On a beaucoup de mal à formuler la présence de minorités ethno-raciales en France. Certains pays comme le Royaume-Unis ou les États-Unis n'ont aucune difficulté à considérer leurs minorités noires comme des citoyens à part entière. Nous, on vit dans une espèce de tabou, de mythologie républicaine selon laquelle il n'y aurait pas de couleur, l'universalisme républicain donnerait des citoyens français qui seraient au-delà de leur couleur de peau. Être aveugle aux couleurs de peaux, ça rend aveugles aux conséquences à savoir au racisme et aux discriminations. Je crois que l'assimilation est un mythe. On ne peut pas demander aux gens de se rendre invisibles sous prétexte d'assimilation. De plus en plus de noirs n'ont pas honte d'être qui ils sont : de porter leurs cheveux crépus, d'être noirs foncés, ni de porter des prénoms africains. L'autre problème c'est que les politiques anti-racistes sont totalement inexistantes. Le président a nommé un délégué interministériel chargé de la lutte contre le racisme, celui-ci n'a aucune expertise sur la question. C'est une personne diplômée de l'Ena qui s'est répandue dans les journaux dans des propos très problématiques. Donc, on considère que cette question-là ne nécessite pas d'expertise. La politique annoncée est également très superficielle : 50% du budget sera un budget de communication alors qu'on a besoin d'une implication sur le terrain !

 

"Dans 95% des cas, je suis la seule noire sur les plateaux"

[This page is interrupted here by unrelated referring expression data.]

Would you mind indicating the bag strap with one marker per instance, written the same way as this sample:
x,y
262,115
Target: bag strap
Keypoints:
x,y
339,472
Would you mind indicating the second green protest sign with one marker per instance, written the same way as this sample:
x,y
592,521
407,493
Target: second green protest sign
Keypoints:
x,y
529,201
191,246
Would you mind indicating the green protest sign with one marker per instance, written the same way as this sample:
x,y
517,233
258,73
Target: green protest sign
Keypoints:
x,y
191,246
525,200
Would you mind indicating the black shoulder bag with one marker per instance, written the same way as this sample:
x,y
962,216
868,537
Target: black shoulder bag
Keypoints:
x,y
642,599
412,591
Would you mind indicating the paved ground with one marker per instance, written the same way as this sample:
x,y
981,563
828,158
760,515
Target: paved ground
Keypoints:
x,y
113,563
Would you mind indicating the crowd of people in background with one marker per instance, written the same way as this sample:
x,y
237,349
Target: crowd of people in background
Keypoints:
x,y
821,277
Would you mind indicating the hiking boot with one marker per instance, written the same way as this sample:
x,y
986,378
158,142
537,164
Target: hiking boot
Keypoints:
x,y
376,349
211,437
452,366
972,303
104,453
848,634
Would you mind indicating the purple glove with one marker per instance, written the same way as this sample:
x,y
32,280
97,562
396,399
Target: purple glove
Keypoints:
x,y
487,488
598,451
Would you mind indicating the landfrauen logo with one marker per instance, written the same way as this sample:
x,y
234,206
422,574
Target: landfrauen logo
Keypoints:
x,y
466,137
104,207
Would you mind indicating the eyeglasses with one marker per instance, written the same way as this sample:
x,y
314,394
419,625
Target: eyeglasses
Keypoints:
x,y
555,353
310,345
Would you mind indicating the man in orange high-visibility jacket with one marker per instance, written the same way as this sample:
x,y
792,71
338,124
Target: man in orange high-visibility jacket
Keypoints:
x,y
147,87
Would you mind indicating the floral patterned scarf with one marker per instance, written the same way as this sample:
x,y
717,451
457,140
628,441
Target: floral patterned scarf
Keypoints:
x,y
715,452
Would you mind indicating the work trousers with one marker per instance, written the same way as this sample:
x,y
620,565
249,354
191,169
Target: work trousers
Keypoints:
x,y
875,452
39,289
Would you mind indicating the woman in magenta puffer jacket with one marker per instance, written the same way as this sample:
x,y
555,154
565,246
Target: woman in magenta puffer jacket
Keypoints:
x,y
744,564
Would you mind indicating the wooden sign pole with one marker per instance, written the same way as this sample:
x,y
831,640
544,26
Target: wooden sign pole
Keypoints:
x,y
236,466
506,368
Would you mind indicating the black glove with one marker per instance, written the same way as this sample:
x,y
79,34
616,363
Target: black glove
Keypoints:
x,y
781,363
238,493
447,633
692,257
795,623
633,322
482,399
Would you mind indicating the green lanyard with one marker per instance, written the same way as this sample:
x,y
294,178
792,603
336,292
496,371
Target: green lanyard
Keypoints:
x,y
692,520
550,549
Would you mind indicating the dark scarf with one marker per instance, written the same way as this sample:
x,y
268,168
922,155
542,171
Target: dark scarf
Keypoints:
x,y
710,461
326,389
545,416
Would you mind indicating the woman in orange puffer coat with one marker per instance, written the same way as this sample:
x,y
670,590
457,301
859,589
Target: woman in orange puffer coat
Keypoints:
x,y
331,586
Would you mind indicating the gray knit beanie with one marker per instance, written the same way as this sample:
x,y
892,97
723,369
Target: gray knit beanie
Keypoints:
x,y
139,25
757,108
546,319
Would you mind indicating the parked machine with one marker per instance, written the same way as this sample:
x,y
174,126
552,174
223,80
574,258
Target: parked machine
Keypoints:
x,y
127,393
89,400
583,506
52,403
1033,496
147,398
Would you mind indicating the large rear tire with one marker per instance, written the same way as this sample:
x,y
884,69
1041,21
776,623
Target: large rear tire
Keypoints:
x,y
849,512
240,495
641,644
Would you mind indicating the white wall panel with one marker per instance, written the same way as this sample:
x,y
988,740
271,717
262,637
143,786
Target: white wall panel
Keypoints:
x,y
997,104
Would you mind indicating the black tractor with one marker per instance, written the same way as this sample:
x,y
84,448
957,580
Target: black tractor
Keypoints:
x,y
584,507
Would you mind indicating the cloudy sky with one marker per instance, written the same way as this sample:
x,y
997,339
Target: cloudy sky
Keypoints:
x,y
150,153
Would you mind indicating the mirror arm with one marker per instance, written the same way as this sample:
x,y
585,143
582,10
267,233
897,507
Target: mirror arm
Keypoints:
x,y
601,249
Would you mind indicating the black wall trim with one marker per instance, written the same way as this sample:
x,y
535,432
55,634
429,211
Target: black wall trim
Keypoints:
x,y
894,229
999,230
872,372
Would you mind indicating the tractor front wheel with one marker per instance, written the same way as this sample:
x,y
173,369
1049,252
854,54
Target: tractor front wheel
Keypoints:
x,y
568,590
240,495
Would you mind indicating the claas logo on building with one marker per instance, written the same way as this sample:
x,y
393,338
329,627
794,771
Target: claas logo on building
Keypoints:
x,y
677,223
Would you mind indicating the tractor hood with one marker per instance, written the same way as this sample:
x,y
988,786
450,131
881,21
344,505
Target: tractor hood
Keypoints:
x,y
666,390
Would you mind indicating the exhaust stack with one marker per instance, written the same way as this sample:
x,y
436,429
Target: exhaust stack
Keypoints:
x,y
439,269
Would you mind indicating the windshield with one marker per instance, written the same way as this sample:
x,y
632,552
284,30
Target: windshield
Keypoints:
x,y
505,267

Un jour, vous avez " réalisé " que vous étiez noire. Qu'a changé pour vous cette " prise de conscience douloureuse " ?
J'ai grandi dans le 19eme arrondissement de Paris puis j'ai vécu à la Courneuve adolescente donc dans des environnements très mixtes et cosmopolites. Quand j'ai poursuivi mes études, je suis devenue la seule noire de mon environnement scolaire puis professionnel. Et là, on m'a parlé comme si je débarquais d'un pays étranger. Je me souviens par exemple de soirées où l'on se tournait vers moi quand la musique était africaine ou antillaise. Des petites choses marrantes sur le coup mais qui, cumulées, interrogent. C'est pourquoi vers 23 ans, j'ai dû me positionner en affirmant que j'étais Française alors que je n'aurais pas dû avoir besoin de le faire. Il fallait le formuler, l'expliquer pour faire ma place. Je me suis rendue compte que toutes ces questions qu'on me posait étaient liées au fait qu'il y avait peu de gens comme moi dans les médias.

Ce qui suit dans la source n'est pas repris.